2-D fluorescence plot in the order A (Gadus morhua), B (Salmo salar), C (Scomber scombrus).

Fish DNA close to 0.18 pg were clearly detected by ddPCR compared to qPCR analysis. For the same amount of DNA, a Cq value of 37.98 was obtained with the last method (data not shown). ddPCR data have shown a linear relationship (R2 = 0.9998) between pg DNA against copy number concentration (Figure 3).

Figure 3.

A) Linear relationship between pg DNA (axes X) and copy number concentration (axes Y); B) Ten-fold (from A01 to H01 ) serial dilutions of DNA from Scomber scombrus in ddPCR.

Discussion

EC No 1169/2011 establishes the obligation to label for 14 allergens, including fish, even if the threshold values are not defined.

Any fish ingredient of food may be called fish, provided that the name and presentation of such food does not refer to a specific species. For this reason, 18S rRNA sequences of fish species were selected and aligned to find DNA homologies and to design primers to locate a short amplicon as a target of fish presence. ddPCR was tested to detect a sensitive screening method for fish allergen in foods to prevent the allergy reaction in consumers.

Low levels of nucleic acids and PCR inhibitors represent a major issue affection performance in qPCR over ddPCR. Moreover, certified standards are necessary. ddPCR method overcomes these issues.

Additional population of droplets with fluorescence values between the true positive and negatives were highlighted in 2- D fluorescence plot (Figure 2). The possible sources of such intermediate droplets including suboptimal PCR amplification are due to sequence variances, nonspecific amplification and so on (Witte et al., 2016). This additional amplification was not detected in a standard real time PCR reaction because the measured fluorescence is the sum of all amplification processes in the reaction mixture. We can assert that DNA allergen quantification by ddPCR is more accurate compared to qPCR.
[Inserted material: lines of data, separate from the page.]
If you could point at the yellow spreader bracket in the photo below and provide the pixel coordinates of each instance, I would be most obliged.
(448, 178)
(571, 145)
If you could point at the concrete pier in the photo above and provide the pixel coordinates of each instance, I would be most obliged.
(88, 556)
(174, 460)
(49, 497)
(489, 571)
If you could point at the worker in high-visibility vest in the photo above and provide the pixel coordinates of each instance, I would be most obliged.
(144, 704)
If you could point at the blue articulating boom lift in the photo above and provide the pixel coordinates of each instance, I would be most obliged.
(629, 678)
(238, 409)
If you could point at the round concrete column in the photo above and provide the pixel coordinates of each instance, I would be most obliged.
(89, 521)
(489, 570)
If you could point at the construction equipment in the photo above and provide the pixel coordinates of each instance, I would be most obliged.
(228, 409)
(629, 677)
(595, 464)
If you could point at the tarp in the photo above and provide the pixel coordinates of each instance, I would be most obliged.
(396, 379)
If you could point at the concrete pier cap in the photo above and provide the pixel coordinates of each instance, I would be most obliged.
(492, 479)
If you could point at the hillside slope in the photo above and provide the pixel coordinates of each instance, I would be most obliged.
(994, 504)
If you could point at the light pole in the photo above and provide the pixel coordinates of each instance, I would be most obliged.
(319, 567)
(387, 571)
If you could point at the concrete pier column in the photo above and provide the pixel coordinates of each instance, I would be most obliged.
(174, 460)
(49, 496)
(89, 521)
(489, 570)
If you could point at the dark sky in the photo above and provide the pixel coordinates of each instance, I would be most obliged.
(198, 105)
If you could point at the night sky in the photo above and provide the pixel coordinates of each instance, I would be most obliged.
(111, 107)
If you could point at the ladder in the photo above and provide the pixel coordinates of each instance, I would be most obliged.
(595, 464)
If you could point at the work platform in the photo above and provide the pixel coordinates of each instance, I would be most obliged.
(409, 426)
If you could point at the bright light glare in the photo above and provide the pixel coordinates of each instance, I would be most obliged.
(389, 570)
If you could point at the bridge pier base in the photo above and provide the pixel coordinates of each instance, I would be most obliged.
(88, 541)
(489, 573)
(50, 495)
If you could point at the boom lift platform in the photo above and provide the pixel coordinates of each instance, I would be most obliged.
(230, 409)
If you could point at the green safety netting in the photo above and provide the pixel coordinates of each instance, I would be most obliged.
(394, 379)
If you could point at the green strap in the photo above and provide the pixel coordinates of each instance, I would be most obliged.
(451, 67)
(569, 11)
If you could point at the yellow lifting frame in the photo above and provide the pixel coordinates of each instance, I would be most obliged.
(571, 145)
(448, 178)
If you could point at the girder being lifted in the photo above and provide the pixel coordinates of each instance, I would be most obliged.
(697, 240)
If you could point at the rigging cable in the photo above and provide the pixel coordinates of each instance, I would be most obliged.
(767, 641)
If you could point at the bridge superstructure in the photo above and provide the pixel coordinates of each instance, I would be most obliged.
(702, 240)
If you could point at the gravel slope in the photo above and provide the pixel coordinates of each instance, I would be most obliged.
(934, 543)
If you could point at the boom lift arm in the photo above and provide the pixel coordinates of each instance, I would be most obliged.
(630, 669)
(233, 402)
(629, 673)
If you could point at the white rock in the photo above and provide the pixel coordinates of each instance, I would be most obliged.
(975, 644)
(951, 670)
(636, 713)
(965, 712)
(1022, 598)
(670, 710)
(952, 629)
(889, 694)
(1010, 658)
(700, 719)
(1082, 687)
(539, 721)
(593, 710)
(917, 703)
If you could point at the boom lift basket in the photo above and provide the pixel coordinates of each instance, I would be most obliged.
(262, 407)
In our work the droplet rain was reduced by making gradient annealing and changes of the PCR cycling program, probe and primers concentration with the purpose of increasing the specificity and to improve the assay.

Low concentration of fish detected by ddPCR makes it a promising method to test fish allergen in food.

Conclusions

To date this is the first study using ddPCR assay to quantify fish allergen. The use of ddPCR demonstrated detection of fish allergen small quantity. Presence of additional reaction products was also observed during ddPCR reactions. These could be result for example of intraspecies variability, SNPs, or interspecies. Further validation studies are needed in order to apply ddPCR technology for specific fish species and for routine allergens analysis.

Furthermore, regulatory guidance on thresholds for allergen in foods it would be desirable with the aim to improve the quality of life for food-allergic consumers.